R.G. N° 25/00290. Ordonnance de référé du 08 janvier 2026
PRETENTIONS ET MOYENS
Par acte du 14 août 2025, Monsieur [H] [G] a assigné Monsieur [A] [B] devant le juge des référés du Tribunal judiciaire de Vannes aux fins qu’il ordonne une expertise judiciaire sur le navire immatriculé VA D86436 après avoir identifié divers désordres.
Dans ses écritures, Monsieur [B] s’y opposait à titre principal. Subsidiairement, il sollicitait un complément de mission. En tout état de cause, il demandait au juge des référés de condamner le requérant à lui verser la somme de 2 000 euros au titre des frais irrépétibles.
Monsieur [G], en réponse, demandait à ce qu’il soit débouté de l’intégralité de ses demandes et maintenait ses demandes initiales.

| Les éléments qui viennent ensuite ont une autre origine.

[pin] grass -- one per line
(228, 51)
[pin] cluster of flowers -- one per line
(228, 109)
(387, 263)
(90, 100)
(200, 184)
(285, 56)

L’affaire a été retenue à l’audience du 4 décembre 2025.
MOTIFS
Sur la demande d’expertise
Aux termes de l’article 145 du code de procédure civile, s’il existe un motif légitime de conserver ou d’établir avant tout procès la preuve de faits dont pourrait dépendre la solution d’un litige, les mesures d’instruction légalement admissibles peuvent être ordonnées à la demande de tout intéressé, sur requête ou en référé.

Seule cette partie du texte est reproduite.